Jhajjar Power Ltd (JPL), a subsidiary of CLP India, has shown an improvement in financial and operational performance and has adequate liquidity available in the first half of this fiscal year. JPL’s plant availability factor (PAF) improved to 92.5 per cent in the first half of FY20, as against 70.25 per cent in the comparable period of FY19. This translates into a 30 per cent growth and comes after the power company reported reduced profits of ₹647 crore in FY19 (compared to profits of ₹1,506 crore in FY18).

The PAF is the percentage of time available to provide energy to the grid. Even though a plant is available, it does not automatically mean that it can generate all of its capacity power.

Capacity charges

JPL, an independent power producer is a wholly-owned unit of CLP India, and entered the Indian market in 2002 with investments of ₹14,500 crore spread across wind, solar, coal and gas assets, with total equity generation capacity of 3,000 MW. The assets include a 1,320 MW supercritical coal-fired power project at Jhajjar and a 655 MW gas-fired plant at Paguthan in Gujarat.

In 2018, Canadian pension fund Caisse de dépôt et placement du Québec (CDPQ) came in as a strategic shareholder of CLP India. Holding company CLP Holdings directly or indirectly holds 60 per cent in CLP India and the remaining 40 per cent is held by CDPQ.

The Jhajjar project benefits from the division of the tariff into fixed capacity charges and energy charges, with a full cost pass-through in fuel cost at an agreed rate. Capacity charges are based on the PAF and the project recovers 100 per cent of capacity charges at a normal availability of 80 per cent.

“As the capacity charges are based on availability and not on load factor, JPL’s profile will not be affected as long as the plant can declare availability (of power) above 80 per cent for any fiscal year,” noted India Ratings analyst Ankur Agarwal. This makes the project immune to the variable cost of production.

Stable outlook

Additionally, the Fuel Supply Agreement (FSA) linkages to the plant is a positive, said Rupesh Sankhe, Vice-President, Elara Capital.
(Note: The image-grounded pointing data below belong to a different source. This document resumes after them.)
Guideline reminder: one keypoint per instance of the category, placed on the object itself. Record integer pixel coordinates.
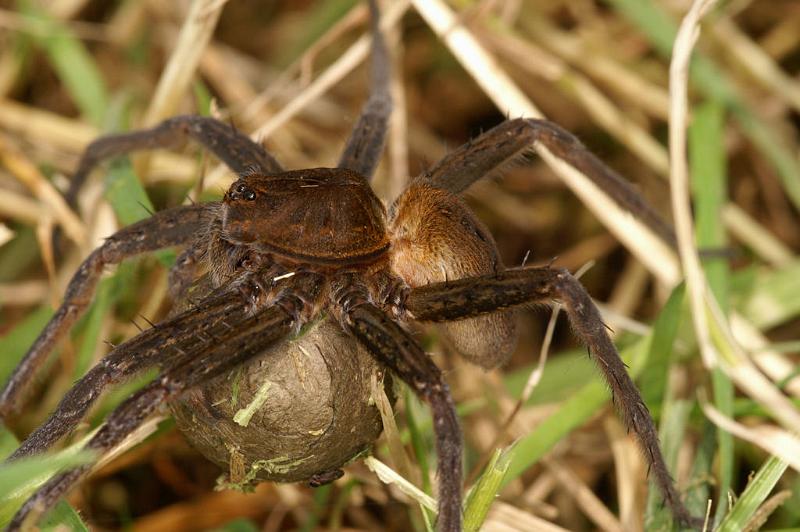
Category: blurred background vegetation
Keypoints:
(71, 70)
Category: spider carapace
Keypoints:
(318, 215)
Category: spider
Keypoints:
(310, 262)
The ratings agency has given a “stable” rating to JPL. The availability of adequate liquidity at the project level, backed by the timely payment from the off-takers, the availability of full debt servicing reserve and favourable PPA structure are other factors for the ratings. JPL has ₹896.7 crore in cash, in its books.

Additionally, JPL’s ability to raise short-term funds through commercial papers, within the overall sanctioned working-capital limit of ₹1,250 crore sanctioned by lenders, coupled with the availability of non-utilised working capital, strengthens the liquidity profile.

The project’s improving cash flows and debt servicing ability following increased coal availability at site are other positives. “Cash-flow visibility can improve debt rating and associated interest costs,” said Sankhe. The availability of reserve for two full quarters of debt servicing in the form of bank guarantees is also a positive for the project, noted India Ratings.

The improved scheduling of power from the plant demonstrates the financial viability of the variable cost of power from JPL for the power procurers. The plant load factor (PLF) improved to 59.4 per cent in first half of 2020 compared to 54.10 per cent in first half of 2019.